Want a peek behind the scenes at how RightScale builds the tools that help organizations deploy and manage applications across public, private, and hybrid clouds? I'm RightScale's chief architect, and at RightScale Compute 2013 I'll be sharing that information in a session on Building RightScale's Globally Distributed Datastore, where you can learn how we use both relational and NoSQL databases to provide a scalable, distributed, and highly available service around the world.
RightScale uses a mix of relational databases — notably MySQL — and NoSQL technology, in particular Cassandra.
Our data taxonomy involves several systems with different data semantics. They include global objects — such as users, account plans, and settings — as well as a number of different items that are private to each account:
- Dashboard objects, such as deployments, audit information, and alert specifications
- Cloud polling data, which includes cloud resource states and cloud credentials
- Routing data, such as the location of instance and core agents and an agent action registry
- Monitoring and syslog data
In practice, when it comes to using the data, we need to pay attention to the scope of any given data - whether it is shared among accounts or used by only a single account - and its placement, by which I mean who uses the data. Global and dashboard objects are used by the Dashboard and API — they are “close” to users. Cloud polling data, routing data, and monitoring and syslog data are used by instances and resources — they are “close” to the cloud. Those two concepts, scope and placement, make up two axes against which we can graph our database systems.

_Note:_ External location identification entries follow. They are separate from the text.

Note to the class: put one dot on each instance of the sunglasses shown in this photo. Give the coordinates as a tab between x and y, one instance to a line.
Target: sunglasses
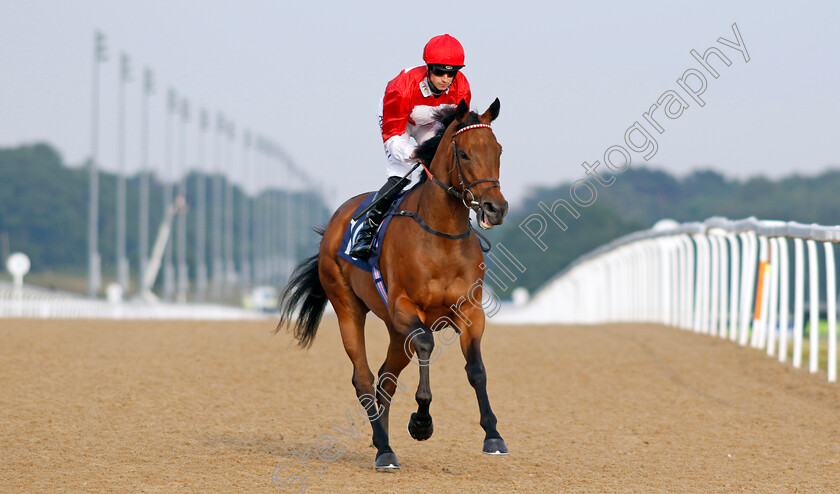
438	72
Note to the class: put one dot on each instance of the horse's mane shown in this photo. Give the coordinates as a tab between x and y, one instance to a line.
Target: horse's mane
426	151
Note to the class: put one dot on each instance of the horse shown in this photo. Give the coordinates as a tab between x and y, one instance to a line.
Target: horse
428	265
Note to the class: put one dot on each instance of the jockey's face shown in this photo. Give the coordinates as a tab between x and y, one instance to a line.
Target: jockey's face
441	82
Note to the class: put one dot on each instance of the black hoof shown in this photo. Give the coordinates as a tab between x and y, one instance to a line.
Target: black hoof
420	429
495	446
387	462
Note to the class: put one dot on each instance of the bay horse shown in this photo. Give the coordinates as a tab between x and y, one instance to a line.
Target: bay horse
428	265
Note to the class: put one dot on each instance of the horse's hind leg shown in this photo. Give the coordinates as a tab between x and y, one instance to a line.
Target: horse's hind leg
471	346
388	379
421	340
351	321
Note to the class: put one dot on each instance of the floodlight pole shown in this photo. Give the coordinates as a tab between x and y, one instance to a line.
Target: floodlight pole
230	278
245	219
94	261
183	271
143	251
168	267
201	215
122	260
218	266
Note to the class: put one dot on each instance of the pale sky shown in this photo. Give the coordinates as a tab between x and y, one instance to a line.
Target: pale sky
571	77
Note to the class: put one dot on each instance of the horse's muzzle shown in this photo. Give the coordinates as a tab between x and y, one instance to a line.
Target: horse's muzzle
492	213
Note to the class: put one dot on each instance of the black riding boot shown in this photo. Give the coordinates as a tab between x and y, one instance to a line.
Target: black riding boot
363	247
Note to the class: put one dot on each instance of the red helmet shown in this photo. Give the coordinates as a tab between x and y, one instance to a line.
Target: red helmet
444	50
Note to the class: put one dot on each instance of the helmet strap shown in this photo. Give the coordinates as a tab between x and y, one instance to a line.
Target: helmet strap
435	91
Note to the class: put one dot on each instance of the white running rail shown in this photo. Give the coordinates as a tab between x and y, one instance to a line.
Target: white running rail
727	279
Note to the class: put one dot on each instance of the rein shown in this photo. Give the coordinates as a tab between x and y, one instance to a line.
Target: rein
462	194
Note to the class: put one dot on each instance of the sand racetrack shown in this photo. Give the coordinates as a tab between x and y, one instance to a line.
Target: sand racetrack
104	406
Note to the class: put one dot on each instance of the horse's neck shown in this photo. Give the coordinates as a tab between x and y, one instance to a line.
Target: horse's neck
438	209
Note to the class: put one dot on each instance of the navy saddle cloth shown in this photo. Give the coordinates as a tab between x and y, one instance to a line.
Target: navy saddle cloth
371	264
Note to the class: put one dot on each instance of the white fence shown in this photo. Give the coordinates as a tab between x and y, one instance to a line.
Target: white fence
30	302
729	279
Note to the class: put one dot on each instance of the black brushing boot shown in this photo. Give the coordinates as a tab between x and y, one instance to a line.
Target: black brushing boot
363	246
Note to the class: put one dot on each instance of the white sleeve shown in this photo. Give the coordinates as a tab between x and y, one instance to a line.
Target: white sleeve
400	148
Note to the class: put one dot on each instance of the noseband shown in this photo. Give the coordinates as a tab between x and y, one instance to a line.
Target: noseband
456	165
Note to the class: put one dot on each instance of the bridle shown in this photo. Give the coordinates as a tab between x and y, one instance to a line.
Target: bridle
460	194
456	165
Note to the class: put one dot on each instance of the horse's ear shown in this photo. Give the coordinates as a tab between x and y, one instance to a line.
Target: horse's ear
462	111
491	112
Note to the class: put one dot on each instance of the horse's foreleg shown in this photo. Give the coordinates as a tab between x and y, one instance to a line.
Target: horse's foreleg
421	342
351	320
493	442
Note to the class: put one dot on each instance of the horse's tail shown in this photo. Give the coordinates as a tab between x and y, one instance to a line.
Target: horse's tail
303	290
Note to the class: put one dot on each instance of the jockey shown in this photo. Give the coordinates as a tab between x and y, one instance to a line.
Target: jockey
407	112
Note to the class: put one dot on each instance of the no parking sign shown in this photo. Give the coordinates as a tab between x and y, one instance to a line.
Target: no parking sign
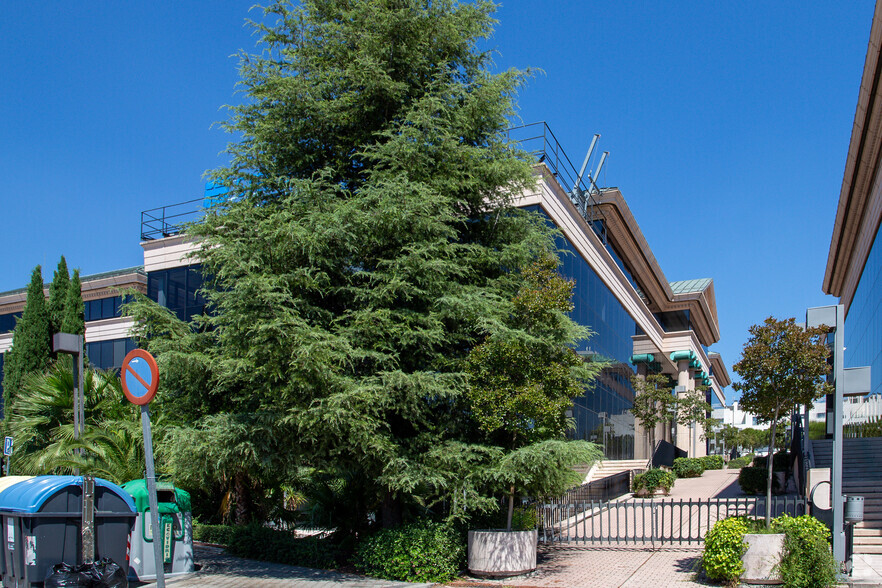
140	377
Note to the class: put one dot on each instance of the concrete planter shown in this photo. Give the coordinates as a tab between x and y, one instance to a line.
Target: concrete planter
496	553
763	554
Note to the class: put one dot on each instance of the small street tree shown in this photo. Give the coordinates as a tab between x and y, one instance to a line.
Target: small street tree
523	379
692	410
653	401
30	342
782	366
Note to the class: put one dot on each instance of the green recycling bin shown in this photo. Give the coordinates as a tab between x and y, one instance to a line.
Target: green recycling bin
175	531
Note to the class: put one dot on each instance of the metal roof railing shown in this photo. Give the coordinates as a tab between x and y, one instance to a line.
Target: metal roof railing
169	220
535	138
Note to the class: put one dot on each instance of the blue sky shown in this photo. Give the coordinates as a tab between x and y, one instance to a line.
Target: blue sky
728	125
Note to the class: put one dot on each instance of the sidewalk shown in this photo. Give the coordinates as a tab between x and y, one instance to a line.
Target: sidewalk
220	570
560	566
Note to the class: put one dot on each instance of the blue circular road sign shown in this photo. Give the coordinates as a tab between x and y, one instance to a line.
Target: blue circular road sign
140	377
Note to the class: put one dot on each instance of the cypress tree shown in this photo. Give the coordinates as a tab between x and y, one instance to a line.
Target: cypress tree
58	296
31	348
74	309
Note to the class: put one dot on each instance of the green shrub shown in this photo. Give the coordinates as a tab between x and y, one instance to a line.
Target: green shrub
753	481
723	547
713	462
418	552
688	467
220	534
653	479
740	462
263	544
807	561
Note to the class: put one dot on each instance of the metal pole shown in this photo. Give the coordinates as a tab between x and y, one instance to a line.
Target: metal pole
836	473
151	492
88	527
82	386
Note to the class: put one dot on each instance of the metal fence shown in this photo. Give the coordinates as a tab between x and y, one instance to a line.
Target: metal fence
654	522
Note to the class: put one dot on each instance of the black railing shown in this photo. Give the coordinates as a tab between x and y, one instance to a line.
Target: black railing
166	221
656	522
535	138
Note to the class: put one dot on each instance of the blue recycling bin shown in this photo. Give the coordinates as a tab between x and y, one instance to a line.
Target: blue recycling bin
42	519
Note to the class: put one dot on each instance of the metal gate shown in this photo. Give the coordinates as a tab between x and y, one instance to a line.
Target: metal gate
656	522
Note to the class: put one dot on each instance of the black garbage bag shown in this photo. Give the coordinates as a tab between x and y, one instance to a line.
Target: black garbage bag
67	576
104	573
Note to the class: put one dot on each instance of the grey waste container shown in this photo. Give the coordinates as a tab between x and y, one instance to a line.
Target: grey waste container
176	531
43	522
6	482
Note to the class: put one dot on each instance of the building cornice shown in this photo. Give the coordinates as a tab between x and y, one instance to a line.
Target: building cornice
102	286
859	208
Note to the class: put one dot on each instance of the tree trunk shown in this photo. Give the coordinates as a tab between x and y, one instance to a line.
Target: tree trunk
243	512
391	511
771	466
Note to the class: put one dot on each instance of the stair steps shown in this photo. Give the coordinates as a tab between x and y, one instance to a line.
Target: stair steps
611	467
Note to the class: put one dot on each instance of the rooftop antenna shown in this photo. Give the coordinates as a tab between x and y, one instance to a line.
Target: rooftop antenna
597	171
577	196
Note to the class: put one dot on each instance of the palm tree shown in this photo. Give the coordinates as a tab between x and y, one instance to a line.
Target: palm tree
41	421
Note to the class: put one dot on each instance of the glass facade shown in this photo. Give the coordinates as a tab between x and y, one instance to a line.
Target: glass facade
178	290
863	325
602	414
104	308
107	355
7	321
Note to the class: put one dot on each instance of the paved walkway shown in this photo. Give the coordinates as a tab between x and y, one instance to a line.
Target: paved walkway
560	566
220	570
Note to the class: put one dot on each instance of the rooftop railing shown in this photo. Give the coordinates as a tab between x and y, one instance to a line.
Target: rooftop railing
534	138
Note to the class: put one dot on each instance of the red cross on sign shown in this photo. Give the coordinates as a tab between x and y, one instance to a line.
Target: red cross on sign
140	377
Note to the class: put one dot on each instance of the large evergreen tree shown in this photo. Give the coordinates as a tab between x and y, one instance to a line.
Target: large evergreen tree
31	347
369	242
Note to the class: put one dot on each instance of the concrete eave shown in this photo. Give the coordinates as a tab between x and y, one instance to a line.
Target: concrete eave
847	254
623	230
720	371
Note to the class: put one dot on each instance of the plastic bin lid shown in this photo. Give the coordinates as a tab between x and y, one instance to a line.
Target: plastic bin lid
28	496
7	481
138	490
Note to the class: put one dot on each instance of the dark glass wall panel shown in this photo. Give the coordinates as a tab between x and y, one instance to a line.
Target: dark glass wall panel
863	325
602	413
7	321
107	355
178	290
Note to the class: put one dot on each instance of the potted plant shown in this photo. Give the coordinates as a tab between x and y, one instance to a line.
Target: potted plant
522	380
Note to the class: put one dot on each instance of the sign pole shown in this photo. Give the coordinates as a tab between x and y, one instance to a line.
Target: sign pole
151	493
140	380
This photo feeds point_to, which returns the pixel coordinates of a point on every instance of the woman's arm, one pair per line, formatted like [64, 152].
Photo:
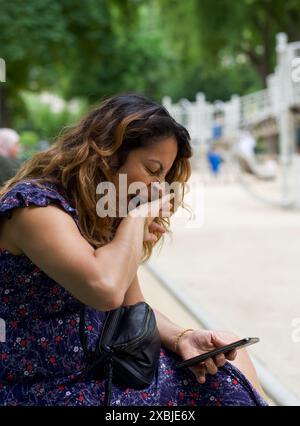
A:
[99, 278]
[167, 329]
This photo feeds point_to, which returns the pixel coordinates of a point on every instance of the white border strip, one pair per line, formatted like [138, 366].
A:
[277, 392]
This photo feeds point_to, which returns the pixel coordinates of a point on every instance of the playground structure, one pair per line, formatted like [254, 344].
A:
[272, 114]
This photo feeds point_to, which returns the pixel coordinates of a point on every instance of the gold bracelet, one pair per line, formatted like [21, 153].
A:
[180, 335]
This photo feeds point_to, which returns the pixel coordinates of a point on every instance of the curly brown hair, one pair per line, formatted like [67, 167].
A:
[93, 150]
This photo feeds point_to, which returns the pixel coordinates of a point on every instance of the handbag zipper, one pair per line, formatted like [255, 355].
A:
[134, 341]
[116, 317]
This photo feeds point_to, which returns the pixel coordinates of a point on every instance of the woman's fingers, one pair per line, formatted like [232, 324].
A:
[211, 366]
[231, 355]
[220, 360]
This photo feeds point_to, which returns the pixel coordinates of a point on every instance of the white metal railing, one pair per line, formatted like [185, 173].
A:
[281, 93]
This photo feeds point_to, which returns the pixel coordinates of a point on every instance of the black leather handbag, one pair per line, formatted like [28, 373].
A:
[128, 348]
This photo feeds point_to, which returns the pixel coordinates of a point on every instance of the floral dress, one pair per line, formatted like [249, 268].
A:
[40, 350]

In my session I'll share details on how these two axes influence how RightScale geographically deploys its systems, as well as how they dictate the technologies that we use (MySQL, Cassandra, S3, and others) for each specific task based on the availability, replication, and geographical proximity constraints of each of the tasks. For example, we will show how we leverage MySQL for its ACID semantics and "queryability," Cassandra for its strength in availability and scalability, and S3 for its archival and large volume capabilities. I'll also talk about our disaster recovery strategy and show how it reacts when facing complete region outages.